Last Updated 14 years ago by Kenya Engineer

A textile maker, Rivatex East Africa has upgraded its machines to improve efficiency as it looks up to bigger markets. The factory owned by Moi University bought new equipment moving its production from 200 metres to 20,000 metres of cloth per day.

The university acquired the factory in 2007 after it collapsed at a cost of Sh250 million. The new machinery has reduced the need for the factory to hire more staff as well as increase orders. One such machine is the Autocoro S 360, a digital piecing tool which ensures that reports are generated electronically and settings are done through touch screen.

Rivatex sells its products locally and in the region. Out of the 600 tonnes of cotton that the factory requires per year for optimum production, 250 tonnes are imported mainly from Uganda and Tanzania.

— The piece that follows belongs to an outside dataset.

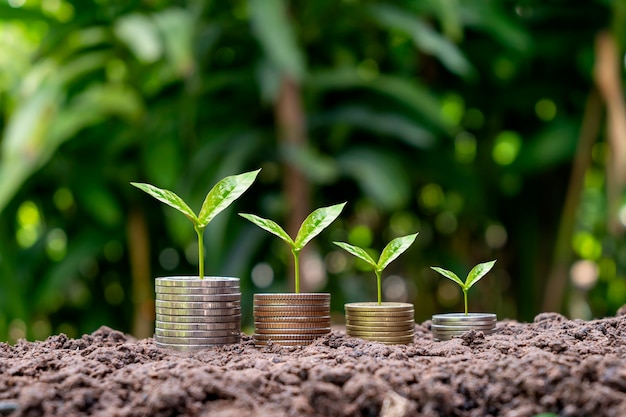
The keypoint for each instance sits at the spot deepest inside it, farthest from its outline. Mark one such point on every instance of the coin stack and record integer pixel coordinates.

Other than the dyes and other chemicals, the factory also imports about 80 tonnes of man-made fibres per year.
Expenses of dyes has however reduced following the discovery of a natural dye produced from tagetes minuta,a herb commonly referred to as Stinking Roger.It grows naturally in different parts of the country and seven colors including green, brown and orange-can be extracted from it.

The textile industry has a long way to go following closure of some factories. Some of those closed include the Mount Kenya Textiles and Kisumu Cotton Mills which collapsed in the 1990’s and are yet to be revived.